Architects draw on a broad knowledge base that spans history, social systems, human behavior, ecology, the arts, and more. The overwhelming majority of firms are not prepared to impart this knowledge to its associates. This is the role of architectural education. Failing to require this dimension to licensing requirements diminishes our value to society and provides opportunity for other fields, such as contractors and engineers, to claim they can do the same work.

In short, if we as a profession want to continue to have control over our scope of practice, we must aspire to more than minimal technical competence. While we affirm that there should be multiple ways to access the profession of architecture, the knowledge that architecture school graduates acquire is not a luxury. It is essential to society and to the continuing relevance of the profession.

Michael J. Monti is executive director of the ACSA.

Mo Zell is president of the ACSA and interim dean of the College of the Arts & Architecture, University of Wisconsin, Milwaukee.


Architectural Education Offers an Important Foundation

In 1980, when I applied to architecture schools, there were around 90 programs accredited by NAAB. Most of these were situated at prestigious private or flagship public universities. However, at that time, only three states—Kansas, Maryland, and Indiana—mandated a NAAB degree for initial licensure.

Accreditation was gaining momentum in 1980, with the profession recognizing the need for specialized knowledge acquired through formal education to address the growing complexities of social, environmental, cultural, and technical aspects in the built environment. The accreditation process assessed the content and structure of architectural education, emphasizing excellence in curriculum design and delivery. It set clear learning objectives and outcomes, ensuring students acquired the necessary knowledge and skills to become proficient architects. Standardized curricular requirements were established and enforced to ensure coverage of essential topics and skills in architecture education programs.

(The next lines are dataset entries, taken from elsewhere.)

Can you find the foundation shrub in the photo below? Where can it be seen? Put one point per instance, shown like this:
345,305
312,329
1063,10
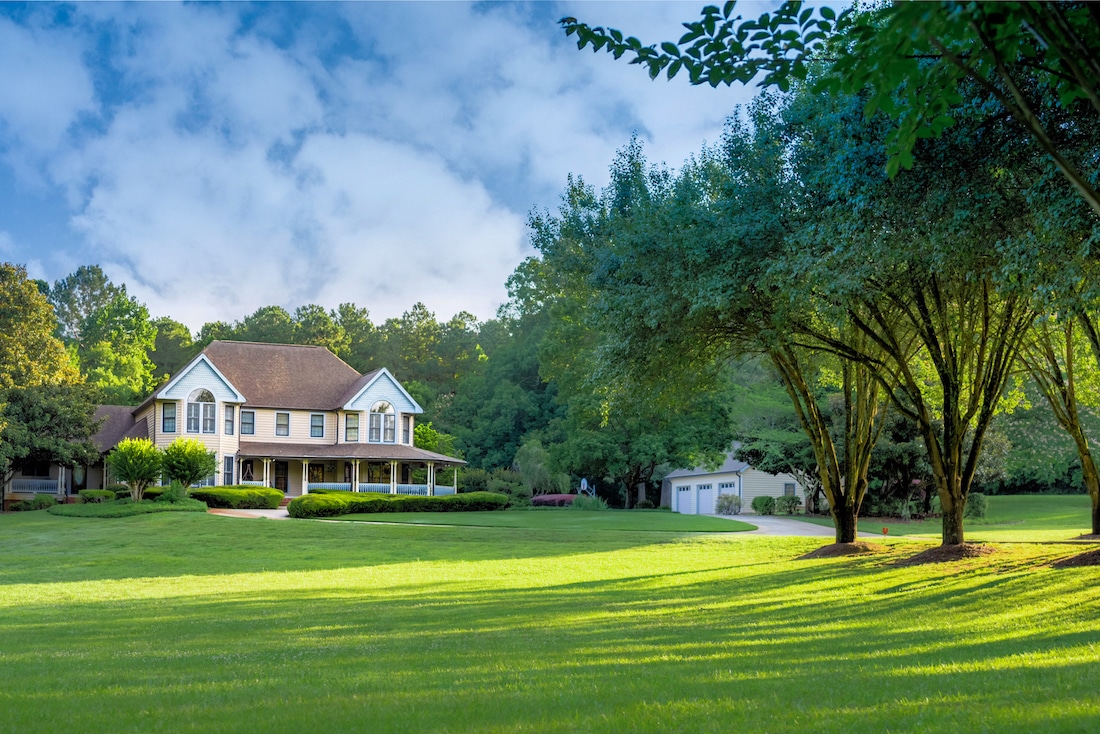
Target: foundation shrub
763,505
331,504
788,504
40,502
96,496
727,504
233,497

Over the next two decades, the number of U.S. licensing jurisdictions requiring NAAB degrees for initial licensure increased from 3 to 31 out of 55. By 2023, this number had risen to 37, with the ultimate goal being universal adoption to create consistent requirements for education, experience, and exams across all licensing jurisdictions.

In response to the shared concern that a NAAB degree should be the minimum education standard for architecture licensure, the number of accredited programs grew to over 175, with 12 more in development. NAAB programs are now present in every state except four.

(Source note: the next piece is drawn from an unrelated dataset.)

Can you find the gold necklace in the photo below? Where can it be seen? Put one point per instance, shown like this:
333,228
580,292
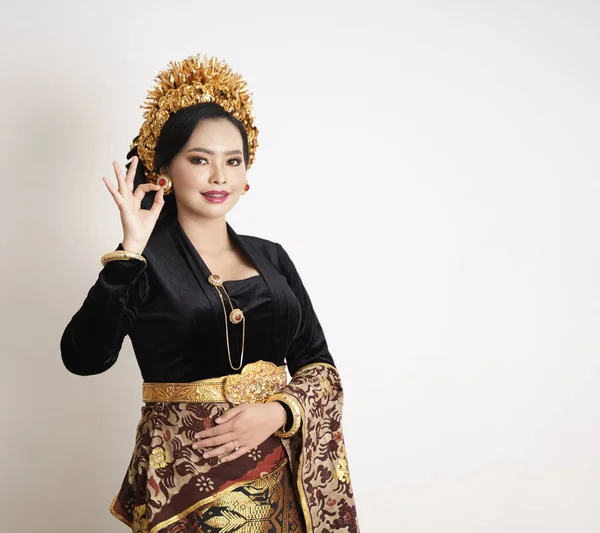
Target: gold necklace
236,316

Most programs established since 1980 focus on providing access to the architecture profession. Massachusetts, for example, which adopted NAAB as the minimum standard in 1982, had two NAAB programs (Harvard and MIT) at the time of my application, and now boasts eight, with a ninth in development. The latest programs include two public offerings (including UMass Amherst, where I serve as the founding chair), two open admissions programs, and one of the country’s pioneering online degrees.

The most recent three programs accredited by NAAB are all public programs—one in Newark, one in Brooklyn, and a groundbreaking one in West Virginia.

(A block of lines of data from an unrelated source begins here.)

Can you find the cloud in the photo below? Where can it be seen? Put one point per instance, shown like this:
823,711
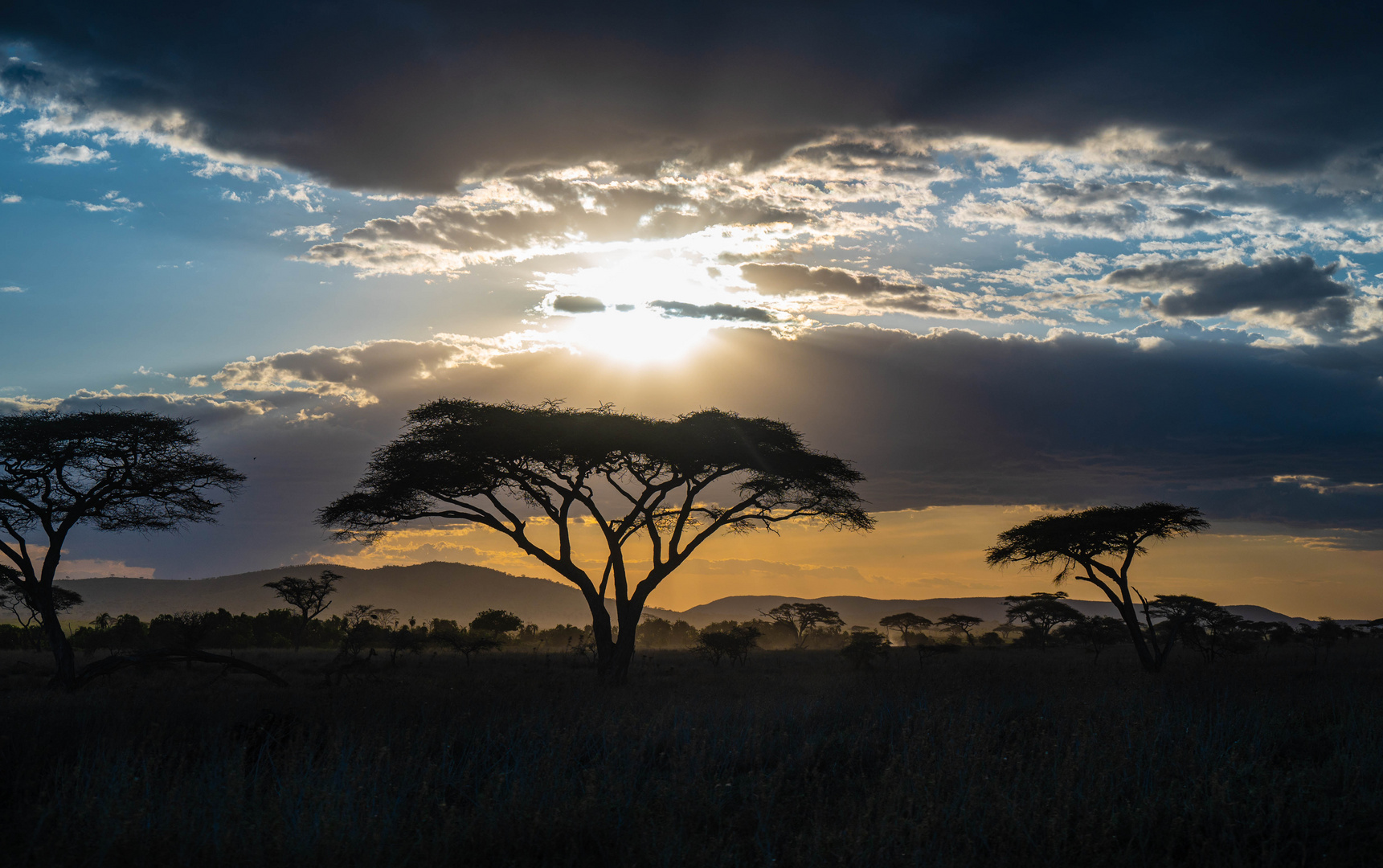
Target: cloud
713,311
1209,418
1283,289
577,305
784,280
560,211
109,202
64,154
314,232
454,93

Accreditation ensures alignment with the profession’s current needs, preparing students for the challenges they will face in their careers. It also aligns programs with international standards, enhancing the global recognition of degrees and qualifications and facilitating the mobility of students and professionals across borders.

As a leader of a prominent firm in Boston recently emphasized regarding efforts to reduce education requirements in some states: “This would be a significant change, probably not one that would enhance the quality of the profession. I’m all for lowering barriers, but this seems to discard an important foundation.”

Continued collaboration between the academy and the profession is essential to make architectural education more equitable, affordable, and accessible. Please reach out to a NAAB program to see how you can help—there’s one near you.

Stephen Schreiber is the president of NAAB.